Not waiting for Hawaiian Dredging to reply, that same day Hu Honua mortgaged to Island Bioenergy all its personal property as well as its leasehold interest in the land and its interest in any of the improvements on it. Island Bioenergy (IBE) then turned around and assigned the mortgage to NIV. In return, the Hawaiian Dredging complaint states, NIV agreed to loan IBE up to $35 million, and IBE in turn agreed to loan a like amount to Hu Honua. Before the month was over, Hawaiian Dredging filed its lien application with the 3rd Circuit Court.
Over the next several months, Hawaiian Dredging perfected its claims against Hu Honua. In April, both companies entered into a settlement agreement, later approved by the 1st Circuit Court, that called for Hu Honua to pay Hawaiian Dredging $30 million. In mid-October, Judge Glenn Hara of the 3rd Circuit Court approved the lien application filed last January.
‘Fraudulent Transfers’
But beginning last July, attorneys for NIV attempted to assert what they said was a superior claim to Hu Honua’s assets. In a letter dated July 16, the complaint states, NIV’s counsel informed Hu Honua that the mortgage “will be superior to any mechanics lien that may be filed by HDCC” and that “a trustee’s sale of HHB’s assets will result in a purchaser taking the assets free of any mechanic’s liens filed by” Hawaiian Dredging.
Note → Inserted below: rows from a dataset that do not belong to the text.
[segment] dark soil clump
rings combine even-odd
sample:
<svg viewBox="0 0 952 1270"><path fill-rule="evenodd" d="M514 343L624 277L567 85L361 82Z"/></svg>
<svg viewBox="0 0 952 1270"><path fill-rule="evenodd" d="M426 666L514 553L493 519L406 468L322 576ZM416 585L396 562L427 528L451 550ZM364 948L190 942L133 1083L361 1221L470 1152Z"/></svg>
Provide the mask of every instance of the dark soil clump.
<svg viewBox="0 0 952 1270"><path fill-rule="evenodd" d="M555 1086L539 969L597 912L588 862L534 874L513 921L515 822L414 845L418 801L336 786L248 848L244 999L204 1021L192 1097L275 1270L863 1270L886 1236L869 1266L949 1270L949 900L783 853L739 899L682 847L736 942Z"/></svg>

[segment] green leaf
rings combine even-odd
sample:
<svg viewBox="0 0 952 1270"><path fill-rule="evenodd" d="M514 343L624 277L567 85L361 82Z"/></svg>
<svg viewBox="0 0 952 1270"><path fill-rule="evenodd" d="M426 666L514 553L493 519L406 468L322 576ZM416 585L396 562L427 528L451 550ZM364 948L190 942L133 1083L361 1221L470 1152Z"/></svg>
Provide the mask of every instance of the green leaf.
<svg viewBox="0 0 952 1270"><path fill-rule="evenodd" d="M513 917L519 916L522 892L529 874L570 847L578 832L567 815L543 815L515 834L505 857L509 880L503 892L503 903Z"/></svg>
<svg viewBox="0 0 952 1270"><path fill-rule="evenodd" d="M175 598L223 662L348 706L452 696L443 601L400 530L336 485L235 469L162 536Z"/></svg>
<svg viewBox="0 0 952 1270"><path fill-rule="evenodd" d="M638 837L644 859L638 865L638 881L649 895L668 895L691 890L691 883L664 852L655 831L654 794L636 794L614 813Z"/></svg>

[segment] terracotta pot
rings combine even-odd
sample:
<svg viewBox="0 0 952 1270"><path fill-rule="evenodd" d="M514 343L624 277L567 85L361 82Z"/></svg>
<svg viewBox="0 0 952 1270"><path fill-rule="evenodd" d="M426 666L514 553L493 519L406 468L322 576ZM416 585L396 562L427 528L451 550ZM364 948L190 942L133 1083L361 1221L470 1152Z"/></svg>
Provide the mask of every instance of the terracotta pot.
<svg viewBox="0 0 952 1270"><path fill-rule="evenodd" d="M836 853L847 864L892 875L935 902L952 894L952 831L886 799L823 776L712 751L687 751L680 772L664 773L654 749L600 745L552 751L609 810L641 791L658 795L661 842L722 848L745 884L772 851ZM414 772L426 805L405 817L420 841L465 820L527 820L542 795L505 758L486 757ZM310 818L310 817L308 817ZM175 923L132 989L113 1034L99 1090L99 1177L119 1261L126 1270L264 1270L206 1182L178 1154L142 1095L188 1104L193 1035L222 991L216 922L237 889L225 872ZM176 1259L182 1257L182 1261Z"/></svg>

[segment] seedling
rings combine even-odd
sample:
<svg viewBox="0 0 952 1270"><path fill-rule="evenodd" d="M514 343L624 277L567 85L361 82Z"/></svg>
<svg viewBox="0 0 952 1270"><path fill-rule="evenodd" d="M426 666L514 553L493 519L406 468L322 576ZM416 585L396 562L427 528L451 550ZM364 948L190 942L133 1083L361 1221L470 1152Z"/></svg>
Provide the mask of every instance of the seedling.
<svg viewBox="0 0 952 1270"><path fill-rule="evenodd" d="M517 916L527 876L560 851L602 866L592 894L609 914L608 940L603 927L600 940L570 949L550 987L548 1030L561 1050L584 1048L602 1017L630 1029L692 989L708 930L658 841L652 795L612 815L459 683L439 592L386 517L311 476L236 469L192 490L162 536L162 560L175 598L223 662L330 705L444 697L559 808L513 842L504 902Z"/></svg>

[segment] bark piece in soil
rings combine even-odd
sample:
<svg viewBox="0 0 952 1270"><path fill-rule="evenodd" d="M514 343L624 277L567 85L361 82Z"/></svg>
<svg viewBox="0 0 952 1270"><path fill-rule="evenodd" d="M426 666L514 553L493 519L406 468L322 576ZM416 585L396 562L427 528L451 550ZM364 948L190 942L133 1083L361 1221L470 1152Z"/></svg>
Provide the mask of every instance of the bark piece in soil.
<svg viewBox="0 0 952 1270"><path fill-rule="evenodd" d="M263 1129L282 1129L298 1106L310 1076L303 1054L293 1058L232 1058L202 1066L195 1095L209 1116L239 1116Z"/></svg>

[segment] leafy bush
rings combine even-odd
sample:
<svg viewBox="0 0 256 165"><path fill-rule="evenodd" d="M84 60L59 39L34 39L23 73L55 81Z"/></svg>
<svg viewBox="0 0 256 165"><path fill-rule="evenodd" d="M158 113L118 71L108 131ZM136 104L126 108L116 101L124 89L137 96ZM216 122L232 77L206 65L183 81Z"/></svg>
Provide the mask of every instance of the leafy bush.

This, Hawaiian Dredging attorneys say, was basically an admission that HHB, Island Bioenergy, and NIV had planned “to hinder, delay, or deny [Hawaiian Dredging] the ability to be paid for its claim for unpaid invoices.” The back-to-back mortgages in January had been done without notice to Hawaiian Dredging. “HHB concealed from Plaintiff the existence and extent of its security interests and obligations to IBE that were created on January 10, 2014, and immediately transferred to NIV,” the complaint says – this despite HHB having “a duty to disclose … the facts that the Loan and Transfers would not be used to pay any portion of plaintiff’s claim and were instead undertaken with the intent to hinder, delay, or defraud Plaintiff from collecting on its claim against HHB.”
The effect of those mortgages became clear when, in early September, NIV sought to intervene in the special pleading in the 1st Circuit. Hawaiian Dredging had been pushing for a court order to force the sale of assets held by Hu Honua when NIV “applied to intervene … and demanded that HHB be provided full access to and use of its real and personal property.” NIV could make the demand, NIV’s attorneys stated, because “NIV has a first secured priority position in all improvements.” Any restriction on work at the site “has and will directly and immediately devalue NIV’s collateral.”
In any case, NIV continued, “[g]iven NIV’s prior secured interest on its $35,000,000 loan,” and its senior claim on liquidated assets, even if Hawaiian Dredging were able to force a sale of Hu Honua assets, Hawaiian Dredging probably would “receive negligible proceeds at best.”
The special pleading in 1st Circuit has been assigned to a mediator. In the meantime, Hawaiian Dredging has filed a lis pendesn on the real property leased by Hu Honua and owned by Maukaloa Farms, LLC.
Efforts to reach a spokesperson for Hu Honua were unsuccessful by press time. Keith Yamada, attorney for Hu Honua, declined to comment on pending litigation.